野口裕二『ケアとしての物語 ナラティヴ・アプローチの世界へ』(医学書院)

 

「シリーズ ケアをひらく」の本で、何度か読んでいる。

今わたしがしていることは「ベッドサイド・カンファレンス」だ、と思って安心した。

患者に関するさまざまな情報や今後の看護計画などを、ナース・ステーションのなかで申し送ったり相談したりするのではなく、患者のベッドサイドで患者の聞いている前で患者とともに行うというやりかた

語らなかったことを語りはじめるとき、たとえばAC、共依存、わかりやすいストーリーにはまってしまうタイミングがあるだろう。それは通過点であって、そこを抜け出すためには(も)、自分で何度も語り直すこと。語り直すことで光を当てる部分がふと変わっていく。ユニークな語りがこぼれ落ちる。オルタナティブ・ストーリーはそのようにして生まれる。生まれるのを手伝うために、場所を変える、立場を変える、役割を変える、組み合わせを変える、そうやってすでに生まれているものに能動的に気づいていく、読んでいくということができると思う。

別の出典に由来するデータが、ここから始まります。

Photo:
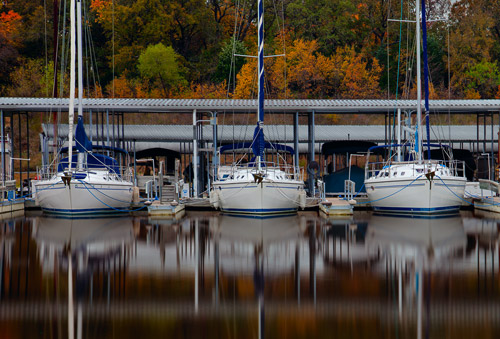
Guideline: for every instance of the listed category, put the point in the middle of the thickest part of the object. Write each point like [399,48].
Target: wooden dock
[336,207]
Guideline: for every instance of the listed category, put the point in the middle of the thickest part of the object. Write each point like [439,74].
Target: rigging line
[390,195]
[449,81]
[397,75]
[113,208]
[113,43]
[46,52]
[85,43]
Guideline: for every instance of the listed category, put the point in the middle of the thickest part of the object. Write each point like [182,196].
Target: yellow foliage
[246,81]
[207,91]
[358,80]
[472,94]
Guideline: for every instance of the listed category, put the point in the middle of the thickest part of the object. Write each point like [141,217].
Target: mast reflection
[417,247]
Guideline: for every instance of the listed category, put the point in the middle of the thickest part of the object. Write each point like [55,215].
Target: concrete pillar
[296,138]
[195,156]
[311,153]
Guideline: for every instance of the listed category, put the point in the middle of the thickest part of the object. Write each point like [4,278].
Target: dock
[336,207]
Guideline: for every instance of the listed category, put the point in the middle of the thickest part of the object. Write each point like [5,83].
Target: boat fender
[214,199]
[302,199]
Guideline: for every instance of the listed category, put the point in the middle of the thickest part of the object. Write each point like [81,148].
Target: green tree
[484,78]
[230,65]
[159,64]
[329,22]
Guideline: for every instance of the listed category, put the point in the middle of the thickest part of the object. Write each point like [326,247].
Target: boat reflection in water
[209,274]
[247,244]
[414,248]
[264,246]
[82,247]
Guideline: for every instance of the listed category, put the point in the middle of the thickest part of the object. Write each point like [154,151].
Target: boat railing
[291,172]
[385,169]
[119,173]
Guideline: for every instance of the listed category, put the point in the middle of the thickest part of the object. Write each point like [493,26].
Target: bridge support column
[311,155]
[195,155]
[296,138]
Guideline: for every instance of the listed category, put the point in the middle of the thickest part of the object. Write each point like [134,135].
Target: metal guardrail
[456,167]
[349,189]
[291,172]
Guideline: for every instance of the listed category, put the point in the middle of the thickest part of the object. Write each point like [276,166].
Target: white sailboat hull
[253,198]
[83,197]
[420,196]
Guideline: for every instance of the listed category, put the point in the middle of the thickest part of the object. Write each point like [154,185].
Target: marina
[362,270]
[312,170]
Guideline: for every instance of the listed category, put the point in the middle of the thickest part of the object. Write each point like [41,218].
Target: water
[213,276]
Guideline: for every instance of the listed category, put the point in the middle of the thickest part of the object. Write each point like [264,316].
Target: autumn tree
[329,22]
[159,64]
[10,40]
[31,79]
[360,75]
[229,64]
[471,40]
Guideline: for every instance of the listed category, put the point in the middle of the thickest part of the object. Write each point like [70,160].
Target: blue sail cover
[83,143]
[426,77]
[258,142]
[267,145]
[94,161]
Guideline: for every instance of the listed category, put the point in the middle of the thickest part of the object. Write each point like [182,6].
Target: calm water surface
[214,276]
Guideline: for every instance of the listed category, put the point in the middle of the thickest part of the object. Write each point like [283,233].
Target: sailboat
[259,187]
[85,183]
[415,185]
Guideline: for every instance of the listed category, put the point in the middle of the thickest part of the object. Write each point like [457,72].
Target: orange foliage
[472,94]
[359,81]
[122,88]
[10,24]
[99,7]
[207,91]
[246,81]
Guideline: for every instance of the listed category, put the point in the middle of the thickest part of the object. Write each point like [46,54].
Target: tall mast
[426,79]
[80,73]
[71,112]
[260,112]
[418,142]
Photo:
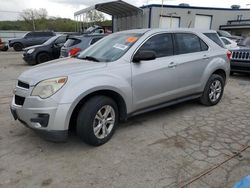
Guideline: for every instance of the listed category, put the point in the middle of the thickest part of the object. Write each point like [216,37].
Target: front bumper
[240,66]
[29,58]
[44,116]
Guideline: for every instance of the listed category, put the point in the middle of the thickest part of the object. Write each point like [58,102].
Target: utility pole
[33,21]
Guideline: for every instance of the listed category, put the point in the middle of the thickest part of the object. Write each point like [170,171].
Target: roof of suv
[168,30]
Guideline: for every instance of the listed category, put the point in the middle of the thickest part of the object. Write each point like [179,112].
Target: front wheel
[213,90]
[97,120]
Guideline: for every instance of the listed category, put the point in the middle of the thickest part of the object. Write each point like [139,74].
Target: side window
[94,40]
[204,46]
[60,40]
[214,37]
[225,41]
[186,43]
[29,35]
[161,44]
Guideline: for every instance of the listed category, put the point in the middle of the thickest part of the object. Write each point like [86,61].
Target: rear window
[214,37]
[94,40]
[71,42]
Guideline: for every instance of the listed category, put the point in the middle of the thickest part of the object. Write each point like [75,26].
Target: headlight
[47,88]
[30,51]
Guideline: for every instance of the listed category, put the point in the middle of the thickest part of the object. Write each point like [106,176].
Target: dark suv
[75,44]
[47,51]
[30,39]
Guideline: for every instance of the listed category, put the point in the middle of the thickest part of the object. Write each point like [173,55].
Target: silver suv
[122,75]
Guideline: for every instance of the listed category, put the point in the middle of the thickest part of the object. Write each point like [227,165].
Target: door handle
[172,65]
[205,57]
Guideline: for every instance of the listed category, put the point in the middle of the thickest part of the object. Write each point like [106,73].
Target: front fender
[217,63]
[80,88]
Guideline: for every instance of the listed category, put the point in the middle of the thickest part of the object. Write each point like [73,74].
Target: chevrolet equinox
[122,75]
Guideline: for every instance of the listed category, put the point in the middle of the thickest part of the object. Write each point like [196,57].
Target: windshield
[111,48]
[50,40]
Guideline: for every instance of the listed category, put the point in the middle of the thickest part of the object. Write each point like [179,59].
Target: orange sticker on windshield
[131,39]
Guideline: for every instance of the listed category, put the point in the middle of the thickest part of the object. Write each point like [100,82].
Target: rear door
[193,56]
[155,81]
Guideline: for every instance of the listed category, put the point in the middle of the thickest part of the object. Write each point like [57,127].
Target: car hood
[57,68]
[242,49]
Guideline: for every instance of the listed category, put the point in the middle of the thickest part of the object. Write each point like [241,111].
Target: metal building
[126,16]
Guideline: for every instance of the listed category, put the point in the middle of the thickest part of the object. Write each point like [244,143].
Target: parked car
[124,74]
[240,58]
[3,45]
[30,39]
[230,44]
[47,51]
[245,42]
[75,44]
[226,34]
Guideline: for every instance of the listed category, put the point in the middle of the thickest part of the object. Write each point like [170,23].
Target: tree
[95,16]
[30,15]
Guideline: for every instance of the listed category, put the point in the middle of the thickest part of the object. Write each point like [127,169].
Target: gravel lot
[186,144]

その場所、その時にそれを「聞き留める」何かがあってほしい。目撃者、証人のことを「withness」と書かれていたのが印象的だった。

 

やっと手に入れたオルタナティブ・ストーリーがいつの間にか新たなドミナント・ストーリーになって、そのひとを抑圧し支配してしまう。

だから、何度も語り直すこと。「永遠の語り直しのプロセスにおける一場面として現在をとらえること。」
たとえば「問題」という概念、「語り」「ケア」という概念をどのように意味付けるか、ということについて。問題を個人に内在化して考えるかぎり変化すべきはその個人になる。「問題」を「関係」と捉え、その「関係」を変化させるには、

「関係」を作り出してしまう言葉、「関係」を維持している言葉、「関係」を隠蔽している言葉に敏感になり、その言葉のありよう、語りのありようを変えていく

こと。

与えられる意味と創り出す意味、両方から押し出されるようなかたちで「病い」という存在が示されていた。ということは、病いと存在はイコールで結ばれるのでは。